MISIAさん

 日本で一番歌の上手い女性シンガーは? と聞かれたら、僕は迷うことなくMISIAさんを選びます。
 おそらく現役歌手という点であれば、MISIAさんを一番に上げる人は結構いると思います。

 メジャーデビューは1998年。ファーストアルバムは250万枚も売り上げるというとんでもない大ヒットを飛ばし、200万枚売り上げたシングル「Everythig」を知らない人は、当時いなかったでしょう。
 その頃は、宇多田ヒカルさんや倉木麻衣さんといった、R&B系女性シンガーがブームになっていた時代。1990年代の終わりから2000年前半期において、MISIAさんには絶対的な評価と知名度がありました。

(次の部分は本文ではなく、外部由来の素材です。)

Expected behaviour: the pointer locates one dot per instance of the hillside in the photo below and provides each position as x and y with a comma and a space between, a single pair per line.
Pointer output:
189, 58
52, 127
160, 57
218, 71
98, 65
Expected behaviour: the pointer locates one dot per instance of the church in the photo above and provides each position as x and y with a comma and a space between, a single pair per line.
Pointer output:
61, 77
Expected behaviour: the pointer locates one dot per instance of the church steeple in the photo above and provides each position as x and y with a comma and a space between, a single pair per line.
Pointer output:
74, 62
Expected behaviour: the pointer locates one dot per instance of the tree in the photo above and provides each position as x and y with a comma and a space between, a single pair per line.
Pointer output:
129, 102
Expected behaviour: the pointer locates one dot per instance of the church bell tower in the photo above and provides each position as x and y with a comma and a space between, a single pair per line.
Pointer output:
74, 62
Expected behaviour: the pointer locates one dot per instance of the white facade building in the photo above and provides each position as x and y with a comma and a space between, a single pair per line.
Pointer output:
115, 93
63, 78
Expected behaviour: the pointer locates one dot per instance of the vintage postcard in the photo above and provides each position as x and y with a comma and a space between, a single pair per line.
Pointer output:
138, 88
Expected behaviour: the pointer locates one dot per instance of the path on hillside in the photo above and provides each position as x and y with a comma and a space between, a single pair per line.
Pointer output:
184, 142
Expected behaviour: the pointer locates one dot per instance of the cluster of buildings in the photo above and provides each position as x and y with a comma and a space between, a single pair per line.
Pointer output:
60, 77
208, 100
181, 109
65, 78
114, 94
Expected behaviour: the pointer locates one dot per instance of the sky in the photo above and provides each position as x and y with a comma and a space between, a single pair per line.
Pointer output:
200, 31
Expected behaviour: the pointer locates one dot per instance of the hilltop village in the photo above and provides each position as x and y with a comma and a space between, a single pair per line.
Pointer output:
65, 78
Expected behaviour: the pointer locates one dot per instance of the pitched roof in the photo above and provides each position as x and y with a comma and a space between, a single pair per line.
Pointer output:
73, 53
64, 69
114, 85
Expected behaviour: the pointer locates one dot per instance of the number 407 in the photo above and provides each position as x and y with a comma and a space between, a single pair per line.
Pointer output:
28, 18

 ただ、それだけの人気歌手でありながら、テレビの歌番組などに全くといっていいほど出演しないことから、MISIAさんはトレンドとして話題になりにくく、最近の若い世代の人にはそれほど知名度はなかったりします。(ちなみに紅白歌合戦の初出場は2012年)

 ですが、テレビに出ないだけで、世界で、特にアジア圏において精力的な活動をし、現在でもMISIAさんを知る人の間では絶対的な評価を確立しています。

 MISIAさんが凄いと思うのは、その卓越した表現力です。
 10代の頃から黒人シンガーの指導を受けていたというMISIAさんの歌唱力は、デビュー時からかなりの完成度がありましたが、今ではそれにクラシック的な歌唱法を取り入れて磨きがかかり、世にいる数多のJ-POPシンガーとは一線を画す、圧倒的なスケールの大きさを感じさせます。

 MISIAさんの歌から感じるのは、多様できらめくような色彩感です。
 広大なキャンバスに多彩な色で描き上げた絵画のようでいて、その線や点、つまり歌い上げられたフレーズラインの一つひとつ、言葉の一つひとつが、まるで命を吹き込まれたかのように瑞々しく動き、映像のように光彩を放っています。

 特にすごいと思うのが、一つのフレーズや言葉を発する時の発声のタッチやニュアンス、そして音のリリースや切り方までも、すごく精密に使い分けられていることです。
 そして声の音質や響きが、良い意味で一定じゃない。
 歌唱技術の高い歌手といえばオペラ歌手がいますが、クラシック音楽の性質上、技術が高くても声の質感はある種均質なところがありますが、MISIAさんは、R&Bらしいブルージーでくすんだ色の声や薄い色の声、そしてクラシック的な響きの透明な声などを織り交ぜ、絶妙に使い分けています。

 そういう技術を正式に学んだり意識して使い分けているのかはわかりませんが、いずれにしろ、MISIAさんが思い描くアートの表現の結果として、そうした選択がなされ、それを声にして音楽に変えられる技術を持っているのです。そして、その引き出しが非常に多く、そして選択が絶妙すぎる。

 レコーディング音源もいいですが、MISIAさんの「らしさ」の真価を発揮するのはライブでしょう。
 ライブでも全く乱れない高い歌唱力の高さはもちろんですが、より「攻めた」表現に圧倒されます。

 もし、MISIAさんをあまり知らない、という人や、一般的に耳にするレコーディング音源くらいしか知らない人は、ぜひyoutubeなどでライブ映像を観て下さい。

 おすすめは、中国の歌番組で歌った「逢いたくていま」!

 ⇒こちらhttps://www.youtube.com/watch?v=vZ2f_C-JQvM

 この歌の作詞はMISIAさんです。
 第二次世界大戦での特攻隊員が、家族や恋人に宛てて残した手紙、遺書を読んで作られた詞だそうです。
 ドラマ「JIN-仁-」の主題歌として依頼された曲ですが、このドラマのあらすじを読んで、命をテーマにして作ろうと思い、鹿児島の知覧特攻平和観に行かれてそれらを読んだとか。

 レコーディング音源も、他のライブも素晴らしいですが、中でもこの時のライブは際だってすごいと思います。
 とにかく、圧巻の表現とスケール。壮絶。
 ほんと、泣きますよ……

 これほどの歌い手は、今の日本ではMISIAさんをおいていないでしょう。
 いや、日本の歌謡史上でも屈指のパフォーマンスではないかと思います。

 僕なんんかが応援しなくとも絶対的な評価を確立している人なので、より多くの人に知って欲しいとかそんなおこがましいことは言いませんが、音楽で感動したい・歌で震えたいという人は、ぜひご覧になられることをおすすめします。